DevOps and Resilience
This final part of the series summarizes the role of resilience in the DevOps life cycle – which prescribes a partnership between those who develop the systems and those who understand the implications of designing for resilience - and summarize the discussion overall.
While the basic premise of DevOps is all about getting new capability deployed faster, that’s only part of the story. DevOps is the continuous transformation of the whole lifecycle to remove bottlenecks and inconsistencies, end-to-end, including Operations. DevOps implies (requires!) collaboration between Development and Operations so that new functionality is deployed both quickly and flawlessly, and that it meets the needs of the business the first time. Technology is helping lower the barriers between Application and Infrastructure, but it’s going to require people collaborating across the IT supply chain to realize this vision. This highlights another aspect of the transformation needed to enable effective use of cloud. Those skilled resources who used to be applied in silos, including resilience expertise, are going to need to work together, continuously, with Design and Development, and Deployment teams to realize the full value of The Cloud. The idea that resilience gets designed in after the application has been developed simply won’t work.
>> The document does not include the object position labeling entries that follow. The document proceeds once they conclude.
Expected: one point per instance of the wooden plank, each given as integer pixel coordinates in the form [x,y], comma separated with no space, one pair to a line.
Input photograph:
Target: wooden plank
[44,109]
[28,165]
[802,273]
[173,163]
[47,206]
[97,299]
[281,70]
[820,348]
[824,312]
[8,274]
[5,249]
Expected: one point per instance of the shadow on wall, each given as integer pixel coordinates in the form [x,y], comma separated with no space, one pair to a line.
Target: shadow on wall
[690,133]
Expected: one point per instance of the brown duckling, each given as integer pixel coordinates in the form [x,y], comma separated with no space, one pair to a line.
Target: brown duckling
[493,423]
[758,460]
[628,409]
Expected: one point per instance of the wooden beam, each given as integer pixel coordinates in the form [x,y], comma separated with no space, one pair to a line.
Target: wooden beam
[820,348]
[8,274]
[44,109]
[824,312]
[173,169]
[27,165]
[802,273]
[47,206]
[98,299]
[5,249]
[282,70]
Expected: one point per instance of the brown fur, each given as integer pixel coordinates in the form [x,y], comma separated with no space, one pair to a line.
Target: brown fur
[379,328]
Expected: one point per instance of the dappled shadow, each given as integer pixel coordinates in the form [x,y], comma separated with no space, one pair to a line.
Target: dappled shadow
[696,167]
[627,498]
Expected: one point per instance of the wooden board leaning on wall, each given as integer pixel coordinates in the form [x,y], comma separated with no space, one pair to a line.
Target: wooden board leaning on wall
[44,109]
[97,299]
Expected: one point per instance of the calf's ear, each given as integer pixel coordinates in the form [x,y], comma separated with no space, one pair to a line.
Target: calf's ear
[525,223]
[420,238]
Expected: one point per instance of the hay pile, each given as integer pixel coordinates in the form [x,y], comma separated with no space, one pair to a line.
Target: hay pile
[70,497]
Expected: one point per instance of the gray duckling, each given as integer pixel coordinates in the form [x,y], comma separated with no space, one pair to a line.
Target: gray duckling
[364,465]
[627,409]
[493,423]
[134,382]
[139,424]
But, the good news is it should get easier, not harder, as the realization of Software Defined Infrastructure moves closer and system design transforms from monolithic systems with marked division between Application and Infrastructure, to “thinner”, vertically-integrated services, as illustrated in the graphic below. While there will be more moving parts to coordinate, each component should be smaller, less complex, infrastructure-independent, and able to control its own resilience.
What about re-purposing non-production environments for Recovery?
As part of their DevOps transformation, many organizations have been using cloud for development and testing for a while, so there is practice in non-production environments being built and taken down and refreshed over and over. Some are thinking to repurpose parts of their development/test environment for recovery, thinking that would solve the problem of making sure the environments are in sync between production and non-production, that the automation would be tested, and that incompatibilities would be ironed out.
Over the years many organizations have implemented a similar approach, way before cloud. This approach can work well, especially when the environment to be re-purposed is the one most closely aligned with production. Assuming you can afford to stop testing and deploying new functions while you’re testing or executing recovery, and that the QA environment and process isn’t critical to running the business, it can work. But, even this seemingly safe concept has its considerations.
If you’ve leveraged The Cloud for development and testing, including pre-production, you may need to consider whether your cloud environment can meet the same stringent security, audit, and compliance requirements as your production environment. If the whole system, all environments, is in The Cloud, did you design them to the same specifications, or did you scrimp a little in non/pre-production to save costs?
You should plan that whatever facilities you need in production you’ll very likely need in your recovery environment. While you might be able to get by with reduced scale, you’re not likely to get away with cutting back in areas like security and compliance. For example, if your non-production environment relies on data redaction or obfuscation to be considered “safe”, is that same environment also ready to support production workloads, or are there other limitations that you overlooked because the data wasn’t a risk? If you use encryption and/or dedicated infrastructure to support your database servers in production, for example, do you have those same facilities available in non-production if you were planning to use that environment for recovery?
Further, if part of your non-production environment (i.e. QA) is temporarily unavailable because you’re using it for recovery, can you really afford to stop testing and deploying updates? What if one of those updates is some critical patch or mandated fix, perhaps even the one that caused the outage? What are the risks of not being able to test it before you drop it into what would then be production? If you break the repurposed non-production environment that you are now using for recovery during some sort of an emergency, then what? Have you ever seen what happens when you put one emergency on top of another? Chaos ensues. Might be worth the risk, but know what you’re getting into.
The great thing about Cloud is that you should be able to adjust things quickly and easily, and with stipulations sited previously, get additional resources when you need them to implement your resilience strategy. With planning and automation you should be able to create fast and efficient recovery in The Cloud. Many do. Automation is one of the key ingredients in DevOps and in taking advantage of Cloud. Implementing resilience is no different. Do you have a spot on your roster for automation specialists? You’re definitely going to need them.